Follow up on Sguil securtiy

In the discussion about my post about Sguil security there have been a number of ideas and general thoughts. I’d like to write about them here to we can further discuss them. There seems to be consensus on that when a sensors is rooted, there is nothing we can do to prevent injection of bogus data as long as it isn’t malformed.

Having the agent authenticate itself is a solution, but it relies on the agent credentials to remain secret. So when a webserver is rooted the attacker will have access to the credentials as they will be stored on the webserver itself. So this approach does provide an extra layer of defense but local roots aren’t uncommon, so it remains risky. It may still be worth the effort though.

One idea that came up was a proxy, in two forms. A Sguil proxy filtering the Sguil agent-server protocol is one of them. This would be positioned between the Sguil server and the agent to prevent the attacker going after the server directly. The proxy would be able to filter on the communications and could maybe trottle the rate of events to protect agains DoSsing the server. Maybe it could also block an agent completely is it’s sending malformed commands. Such a proxy could be positioned on the border of a monitored and management network.

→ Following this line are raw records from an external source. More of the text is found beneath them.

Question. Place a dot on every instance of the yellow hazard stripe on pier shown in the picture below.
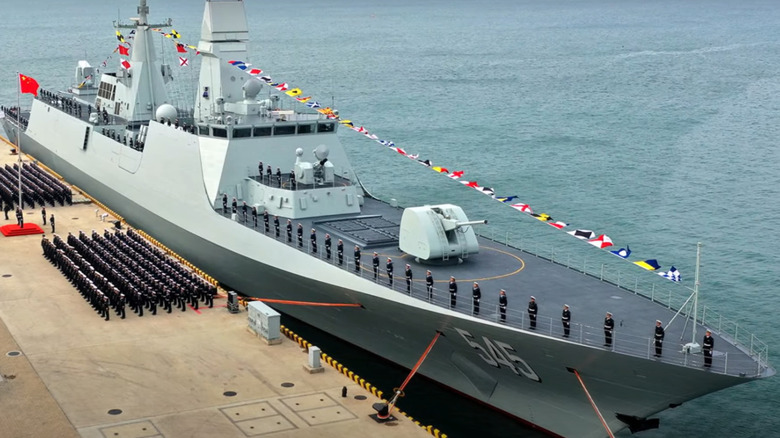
(357, 379)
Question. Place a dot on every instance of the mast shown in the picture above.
(696, 292)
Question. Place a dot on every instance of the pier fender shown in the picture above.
(636, 424)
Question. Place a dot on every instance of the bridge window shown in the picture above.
(264, 131)
(242, 132)
(326, 127)
(284, 130)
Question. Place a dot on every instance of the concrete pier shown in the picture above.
(68, 373)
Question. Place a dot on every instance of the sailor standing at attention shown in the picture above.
(658, 338)
(357, 258)
(389, 270)
(533, 309)
(429, 284)
(609, 325)
(502, 303)
(408, 273)
(453, 292)
(708, 344)
(375, 265)
(476, 294)
(566, 320)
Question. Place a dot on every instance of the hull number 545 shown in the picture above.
(497, 353)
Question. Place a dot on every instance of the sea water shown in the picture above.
(655, 123)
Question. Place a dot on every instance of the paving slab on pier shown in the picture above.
(69, 373)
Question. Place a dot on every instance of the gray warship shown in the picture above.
(166, 170)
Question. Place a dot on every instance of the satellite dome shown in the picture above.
(166, 111)
(251, 88)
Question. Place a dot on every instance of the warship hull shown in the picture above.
(164, 192)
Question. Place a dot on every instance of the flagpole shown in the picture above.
(19, 132)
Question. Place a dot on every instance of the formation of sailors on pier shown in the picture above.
(115, 270)
(38, 188)
(12, 113)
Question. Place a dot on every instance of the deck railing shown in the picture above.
(752, 364)
(658, 291)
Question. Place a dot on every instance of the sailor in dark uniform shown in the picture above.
(429, 284)
(708, 344)
(533, 309)
(609, 326)
(453, 292)
(476, 295)
(408, 273)
(357, 258)
(375, 264)
(566, 320)
(502, 303)
(389, 271)
(658, 338)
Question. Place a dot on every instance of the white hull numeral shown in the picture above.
(497, 353)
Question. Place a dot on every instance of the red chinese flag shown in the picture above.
(28, 84)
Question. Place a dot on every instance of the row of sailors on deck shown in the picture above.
(131, 140)
(183, 126)
(12, 113)
(269, 177)
(114, 270)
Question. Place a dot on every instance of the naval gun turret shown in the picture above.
(438, 233)
(320, 172)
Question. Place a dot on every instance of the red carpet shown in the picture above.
(15, 230)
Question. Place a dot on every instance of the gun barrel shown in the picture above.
(467, 223)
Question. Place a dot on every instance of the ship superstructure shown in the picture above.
(175, 173)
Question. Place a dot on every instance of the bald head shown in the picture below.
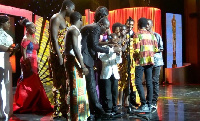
(149, 25)
(104, 23)
(100, 12)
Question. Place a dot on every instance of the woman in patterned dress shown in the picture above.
(75, 67)
(30, 95)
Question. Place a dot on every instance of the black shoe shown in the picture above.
(143, 109)
(154, 106)
(100, 111)
(91, 118)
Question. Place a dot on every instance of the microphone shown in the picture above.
(14, 50)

David Bianco suggested a different proxy-like setup in which the actual sensor would receive the raw data over the network in some (secure) way from the webserver. This way the sensor talking to the Sguil server wouldn’t have run on the webserver. I think this is a good idea for the webservers. It does add complexity, because there will have to be some form of communications between the sensor and the webserver. At the same time this could simplify things as a single sensor box can deal with multiple webservers. In this case the credentials of the agent won’t be stored at the webserver, which is another plus. With this idea, much relies on how the webserver-sensor communications would be implemented.

Both ideas won’t be able to prevent an attacker owning the webserver to insert bogus data. Also in both cases the proxy can and probably will get a target itself.

Even though the risk increases with agents running on webserver, it also exists on other types of sensors. If a hole is found in Snort, Snort_inline, Sancp or other tools Sguil uses, the effects could be the same.

More ideas and suggestions are welcome!